Há, simplificando, três famílias relevantes.
A primeira, hoje dominante em economias maduras, é o pagamento por disponibilidade (no Brasil, a contraprestação pública). Reino Unido (PFI/PF2), Canadá e Austrália popularizaram o modelo em hospitais, escolas, prisões e outras infraestruturas sociais, precisamente onde não faz sentido transferir risco de demanda ao parceiro privado. Paga-se quando o ativo está disponível, e paga-se menos quando o serviço falha. A virtude é conceitual e prática: o contrato deixa de premiar obras e passa a premiar desempenho. É aqui que a PPP entrega sua promessa de “ciclo de vida”: construir pensando na operação.
A segunda família é o pagamento durante a obra por marcos, que no Brasil aparece como aporte público: recursos liberados à medida que etapas físicas são concluídas e certificadas. Países como a Índia institucionalizaram isso em larga escala (via viability gap funding) para viabilizar rodovias, logística e energia, reduzindo a necessidade de tarifas inviáveis ou contraprestações futuras explosivas. O mérito é evidente: baixa o investimento a financiar, diminui o custo de capital e, em certos projetos, é a diferença entre leiloar e arquivar. O risco é igualmente evidente: quanto mais o Estado paga “antes”, mais precisa reforçar governança, verificação independente e disciplina de execução, para não enfraquecer o incentivo de concluir a obra e disponibilizar o serviço no prazo e com qualidade.
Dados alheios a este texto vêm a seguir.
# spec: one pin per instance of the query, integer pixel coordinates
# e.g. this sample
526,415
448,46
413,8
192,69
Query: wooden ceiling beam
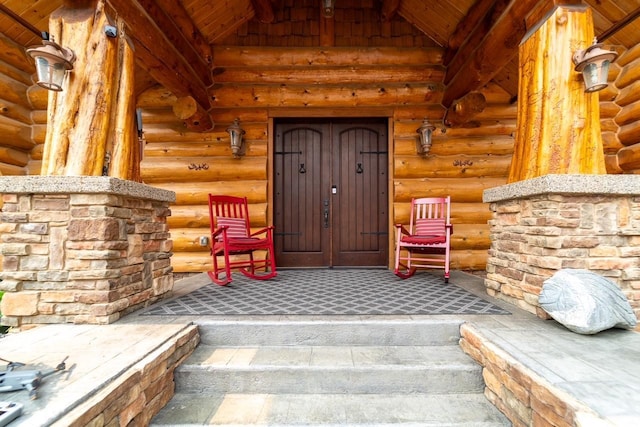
182,20
162,56
493,43
469,25
264,11
389,9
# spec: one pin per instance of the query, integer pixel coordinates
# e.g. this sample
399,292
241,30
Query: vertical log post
93,118
558,123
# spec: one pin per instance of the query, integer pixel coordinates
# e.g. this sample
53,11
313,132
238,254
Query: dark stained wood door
330,193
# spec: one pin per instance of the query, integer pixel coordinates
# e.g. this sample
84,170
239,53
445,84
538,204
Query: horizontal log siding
15,110
627,118
254,84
A terceira família —mais rara e sofisticada— é a do pagamento diferido por meio de títulos emitidos durante a construção. O Peru é o caso paradigmático: por meio de CAOs (Certificados de Avance de Obras) e do CRRPRI (Certificado de Reconocimiento de Retribución por Inversión), o concessionário recebe, ao concluir um marco construtivo, um título que assegura pagamentos futuros “incondicionais, uniformes, irrestritos e irrevogáveis”. O efeito financeiro é poderoso: o financiador deixa de carregar risco de construção, porque o desembolso se ancora em marcos já entregues e aceitos, com datas certas de pagamento. Não por acaso, Guasch recentemente apontou, em estudo realizado com a consultoria IKON, maior “bancabilidade” e menor custo financeiro nesse arranjo. A Argentina tentou variante com títulos de pagamento por investimento; a Colômbia, sem criar um “título” idêntico, estruturou recebíveis públicos de modo a permitir securitizações e project bonds.
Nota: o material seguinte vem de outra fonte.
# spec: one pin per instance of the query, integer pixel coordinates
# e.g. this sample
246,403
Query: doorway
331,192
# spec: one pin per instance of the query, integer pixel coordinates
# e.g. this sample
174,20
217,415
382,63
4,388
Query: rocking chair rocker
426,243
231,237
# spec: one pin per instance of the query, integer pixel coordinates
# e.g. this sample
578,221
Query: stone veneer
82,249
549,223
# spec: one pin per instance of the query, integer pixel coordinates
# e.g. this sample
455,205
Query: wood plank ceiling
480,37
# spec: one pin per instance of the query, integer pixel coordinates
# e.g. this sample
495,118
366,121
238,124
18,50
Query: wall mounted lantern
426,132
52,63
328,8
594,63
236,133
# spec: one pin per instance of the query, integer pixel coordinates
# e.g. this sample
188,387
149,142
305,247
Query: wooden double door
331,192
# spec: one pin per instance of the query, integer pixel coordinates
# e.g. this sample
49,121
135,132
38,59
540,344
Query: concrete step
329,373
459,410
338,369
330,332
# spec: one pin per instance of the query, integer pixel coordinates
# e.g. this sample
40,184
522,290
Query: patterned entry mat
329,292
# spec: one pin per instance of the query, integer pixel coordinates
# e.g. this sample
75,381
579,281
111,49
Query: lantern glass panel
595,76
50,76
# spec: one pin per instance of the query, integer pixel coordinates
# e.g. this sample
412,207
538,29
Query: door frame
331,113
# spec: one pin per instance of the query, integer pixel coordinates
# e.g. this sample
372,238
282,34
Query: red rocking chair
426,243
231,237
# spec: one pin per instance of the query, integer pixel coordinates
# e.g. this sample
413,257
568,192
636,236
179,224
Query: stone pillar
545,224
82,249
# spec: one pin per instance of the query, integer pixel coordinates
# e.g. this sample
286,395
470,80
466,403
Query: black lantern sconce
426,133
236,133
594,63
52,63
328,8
O ponto crítico, contudo, é como resolver o seguinte dilema: O mesmo mecanismo que barateia o financiamento pode afrouxar o vínculo entre construir e operar. Quando a remuneração se concentra na obra, perde-se parte da disciplina que o pagamento por disponibilidade impõe na fase operacional. O próprio estudo mencionado reconhece: no CRRPI, a transferência geral de riscos e a orientação ao serviço tendem a ser menores do que no pagamento por disponibilidade, ao passo que o risco de “moral hazard”
–abandonar a obra após acumular títulos– se torna teoricamente mais plausível.
A escolha, portanto, não é ideológica; é institucional. Em setores de serviço contínuo (saúde, educação, prisional), e em ambientes com boa capacidade de fiscalização dos indicadores de desempenho, o pagamento por disponibilidade costuma ser superior porque compra qualidade ao longo do tempo. Em megaprojetos com investimento elevado e mercado financeiro restrito, aportes por marcos e até títulos durante a obra podem ser instrumentos pragmáticos –desde que acompanhados de verificação robusta, regras claras para o término dos contratos em caso de descumprimentos e mecanismos que reconectem a remuneração ao desempenho na operação.